UN biodiversity talks end in China's Kunming with new funding pledges
France and Britain also promised to direct more of their climate budgets to protecting biodiversity
China, the European Union and Japan were among countries pledging to spend more on slowing down rapid species loss at talks this week in China to prepare for a new global biodiversity pact.
Nearly 3,000 delegates participated in the "COP15" talks that ended on Friday in the southwestern city of Kunming, with almost 2,500 connecting online, the Secretariat of the UN Convention of Biological Diversity (CBD) said in a press release.

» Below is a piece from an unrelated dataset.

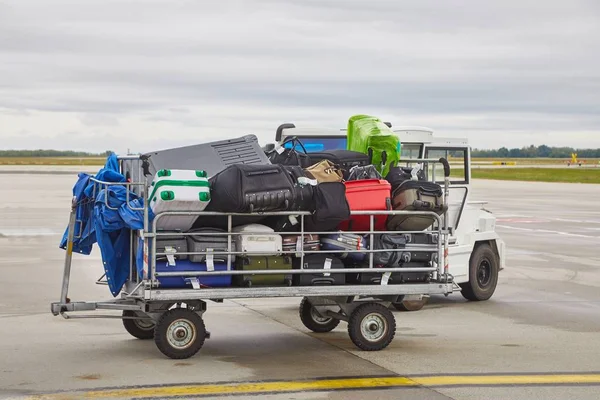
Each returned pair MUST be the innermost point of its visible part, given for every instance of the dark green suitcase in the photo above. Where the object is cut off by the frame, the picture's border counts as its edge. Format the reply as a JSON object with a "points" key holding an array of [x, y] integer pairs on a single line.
{"points": [[262, 263]]}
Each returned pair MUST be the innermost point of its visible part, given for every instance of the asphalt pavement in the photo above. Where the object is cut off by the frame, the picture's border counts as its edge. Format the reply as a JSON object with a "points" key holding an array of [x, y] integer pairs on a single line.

Further negotiations will take place in Geneva in January before delegates return to Kunming in April to put the finishing touches to a post-2020 deal aimed at "bending the curve of biodiversity loss".
Apart from the 1.5 billion yuan ($233.21 million) pledged by Chinese President Xi Jinping as part of a new "Kunming Biodiversity Fund", the European Union also said it would double funding for biodiversity.
France and Britain also promised to direct more of their climate budgets to protecting biodiversity, and Japan announced a $17 million extension to its own biodiversity fund.
Huang Runqiu, China's environment minister and the president of COP15, said global environmental governance was facing "unprecedented challenges" as the rate of global species extinction accelerates.